Misalignment is a common fault occurring in the rotor system. However, the response characteristics have not been understood comprehensively, especially the relation between forces or torques and displacements, accelerations, or moments. First, misalignment modeling is investigated in this paper. Two coupled rotor system is modeled by six degrees of freedom. Misalignment effects are considered at coupling location using nodal force vectors and moment vectors. Second, Newmark- β method is used to solve the nonlinear equations. Acceleration, displacement, and force or moment response characteristics are discussed.

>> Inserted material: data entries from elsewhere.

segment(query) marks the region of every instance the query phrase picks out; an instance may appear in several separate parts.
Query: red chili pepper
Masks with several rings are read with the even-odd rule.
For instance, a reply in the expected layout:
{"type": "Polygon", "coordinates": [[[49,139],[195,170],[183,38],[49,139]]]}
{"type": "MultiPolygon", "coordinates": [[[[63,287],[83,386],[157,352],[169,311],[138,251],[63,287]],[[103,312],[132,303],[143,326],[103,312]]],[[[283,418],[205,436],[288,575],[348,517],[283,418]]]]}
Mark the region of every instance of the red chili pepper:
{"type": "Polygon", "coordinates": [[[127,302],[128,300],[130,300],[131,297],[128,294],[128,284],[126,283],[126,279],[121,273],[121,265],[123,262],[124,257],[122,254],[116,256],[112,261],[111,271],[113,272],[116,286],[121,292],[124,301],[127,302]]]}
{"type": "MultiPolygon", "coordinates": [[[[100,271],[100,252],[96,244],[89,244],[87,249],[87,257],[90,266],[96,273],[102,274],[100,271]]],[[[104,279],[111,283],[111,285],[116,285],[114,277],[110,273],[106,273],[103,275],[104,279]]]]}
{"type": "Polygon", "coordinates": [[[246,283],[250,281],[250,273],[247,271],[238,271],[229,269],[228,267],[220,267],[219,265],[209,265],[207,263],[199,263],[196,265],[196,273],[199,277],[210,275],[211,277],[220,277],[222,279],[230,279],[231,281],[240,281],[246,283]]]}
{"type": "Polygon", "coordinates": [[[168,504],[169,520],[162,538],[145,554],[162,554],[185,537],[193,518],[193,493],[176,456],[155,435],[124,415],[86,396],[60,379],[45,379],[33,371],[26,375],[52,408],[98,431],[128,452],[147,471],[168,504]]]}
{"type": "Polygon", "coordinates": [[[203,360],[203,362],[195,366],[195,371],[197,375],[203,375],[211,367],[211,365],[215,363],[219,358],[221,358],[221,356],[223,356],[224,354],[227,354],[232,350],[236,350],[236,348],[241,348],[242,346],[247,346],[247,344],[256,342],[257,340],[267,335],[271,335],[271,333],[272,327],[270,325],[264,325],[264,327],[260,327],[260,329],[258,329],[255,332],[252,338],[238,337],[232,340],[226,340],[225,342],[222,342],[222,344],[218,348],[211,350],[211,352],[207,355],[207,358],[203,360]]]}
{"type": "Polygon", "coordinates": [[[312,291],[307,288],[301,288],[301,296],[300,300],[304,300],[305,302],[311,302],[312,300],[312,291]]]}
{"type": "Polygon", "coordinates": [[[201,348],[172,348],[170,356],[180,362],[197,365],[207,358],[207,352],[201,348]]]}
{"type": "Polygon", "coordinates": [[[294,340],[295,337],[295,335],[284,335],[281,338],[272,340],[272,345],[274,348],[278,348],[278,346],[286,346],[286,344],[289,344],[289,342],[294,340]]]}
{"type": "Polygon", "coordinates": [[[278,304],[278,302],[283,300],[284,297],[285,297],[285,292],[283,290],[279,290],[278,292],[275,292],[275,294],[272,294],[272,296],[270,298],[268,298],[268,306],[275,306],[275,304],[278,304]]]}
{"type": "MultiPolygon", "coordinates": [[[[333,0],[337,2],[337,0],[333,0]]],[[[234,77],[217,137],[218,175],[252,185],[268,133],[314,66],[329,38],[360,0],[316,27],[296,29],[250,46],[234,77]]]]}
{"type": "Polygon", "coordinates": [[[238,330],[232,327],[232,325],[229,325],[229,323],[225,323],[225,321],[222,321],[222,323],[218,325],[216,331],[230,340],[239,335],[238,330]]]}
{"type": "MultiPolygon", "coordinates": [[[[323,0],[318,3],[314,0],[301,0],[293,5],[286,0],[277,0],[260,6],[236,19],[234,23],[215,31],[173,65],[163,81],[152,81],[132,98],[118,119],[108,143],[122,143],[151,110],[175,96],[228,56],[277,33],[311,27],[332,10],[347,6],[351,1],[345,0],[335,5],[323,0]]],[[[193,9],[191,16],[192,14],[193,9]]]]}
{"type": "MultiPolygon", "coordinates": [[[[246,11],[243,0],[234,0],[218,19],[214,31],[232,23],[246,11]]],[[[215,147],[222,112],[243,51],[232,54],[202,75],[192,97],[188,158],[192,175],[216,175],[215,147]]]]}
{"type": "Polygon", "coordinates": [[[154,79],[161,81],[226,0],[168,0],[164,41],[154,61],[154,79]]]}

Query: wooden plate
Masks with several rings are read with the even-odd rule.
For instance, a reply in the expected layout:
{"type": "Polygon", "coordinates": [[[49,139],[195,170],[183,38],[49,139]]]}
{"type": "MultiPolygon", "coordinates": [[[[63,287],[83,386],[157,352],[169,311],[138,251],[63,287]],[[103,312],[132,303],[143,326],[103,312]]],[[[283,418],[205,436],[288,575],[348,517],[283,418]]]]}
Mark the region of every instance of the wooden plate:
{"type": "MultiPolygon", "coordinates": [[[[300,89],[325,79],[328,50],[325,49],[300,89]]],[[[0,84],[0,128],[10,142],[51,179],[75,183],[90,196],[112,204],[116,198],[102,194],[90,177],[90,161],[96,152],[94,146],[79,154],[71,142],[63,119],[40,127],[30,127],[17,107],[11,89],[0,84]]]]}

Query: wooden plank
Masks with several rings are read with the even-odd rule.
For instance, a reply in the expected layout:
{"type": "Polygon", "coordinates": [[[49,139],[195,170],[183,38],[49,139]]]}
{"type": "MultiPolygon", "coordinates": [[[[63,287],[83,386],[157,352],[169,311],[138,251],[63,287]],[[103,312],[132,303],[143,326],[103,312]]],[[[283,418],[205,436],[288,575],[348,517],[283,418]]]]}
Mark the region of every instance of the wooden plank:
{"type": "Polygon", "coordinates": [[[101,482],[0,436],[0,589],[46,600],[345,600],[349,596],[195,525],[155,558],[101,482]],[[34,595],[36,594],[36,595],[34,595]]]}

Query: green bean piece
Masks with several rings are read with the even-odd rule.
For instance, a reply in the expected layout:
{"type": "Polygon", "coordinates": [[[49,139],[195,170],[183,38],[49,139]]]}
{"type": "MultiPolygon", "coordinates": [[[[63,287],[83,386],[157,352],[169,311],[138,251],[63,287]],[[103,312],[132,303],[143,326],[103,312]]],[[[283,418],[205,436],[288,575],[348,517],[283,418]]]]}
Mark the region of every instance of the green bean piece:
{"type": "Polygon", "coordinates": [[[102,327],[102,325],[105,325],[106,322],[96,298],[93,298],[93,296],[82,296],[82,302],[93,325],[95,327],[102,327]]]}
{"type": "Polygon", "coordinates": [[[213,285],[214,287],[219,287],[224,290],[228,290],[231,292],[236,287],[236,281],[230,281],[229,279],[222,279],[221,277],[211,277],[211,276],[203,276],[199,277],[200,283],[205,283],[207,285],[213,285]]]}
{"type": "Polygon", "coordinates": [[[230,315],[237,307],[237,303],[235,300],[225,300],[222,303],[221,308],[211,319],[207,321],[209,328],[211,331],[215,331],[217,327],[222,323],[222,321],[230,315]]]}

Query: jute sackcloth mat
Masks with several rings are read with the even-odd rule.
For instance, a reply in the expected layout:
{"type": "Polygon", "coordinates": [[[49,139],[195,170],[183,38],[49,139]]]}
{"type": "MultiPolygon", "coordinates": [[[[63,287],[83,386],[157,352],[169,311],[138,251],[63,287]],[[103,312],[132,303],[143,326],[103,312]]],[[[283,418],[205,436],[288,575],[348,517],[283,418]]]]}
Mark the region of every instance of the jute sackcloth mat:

Some results are obtained as follows: (1) 2× will appear in the parallel misalignment forces spectrum, and 0× will appear in the vertical force spectrum; 2×, 4×, 6× will appear in the angular misalignment moment spectrum. (2) In parallel misalignment simulation, it is found that multifrequency components are more obvious, static components are showed in vertical forces and displacements, 1× is dominated and 2× is weak in the displacement spectrum, and 2× is obvious in the force spectrum; acceleration is periodic impulse signal and 1× and 2× are dominated in its spectrum; vertical displacement is truncated and its values are positive, the orbit looks like an inverted triangle. (3) In angular misalignment simulation, it is found that multifrequency components of response are more obvious, 2× is obvious in the vertical displacement spectrum, and 2× is dominated in the moment spectrum; acceleration is periodic impulse signal, horizontal and vertical displacements are periodic, the orbit looks like a moon or an eight shape, and 2× is obvious in the moment spectrum.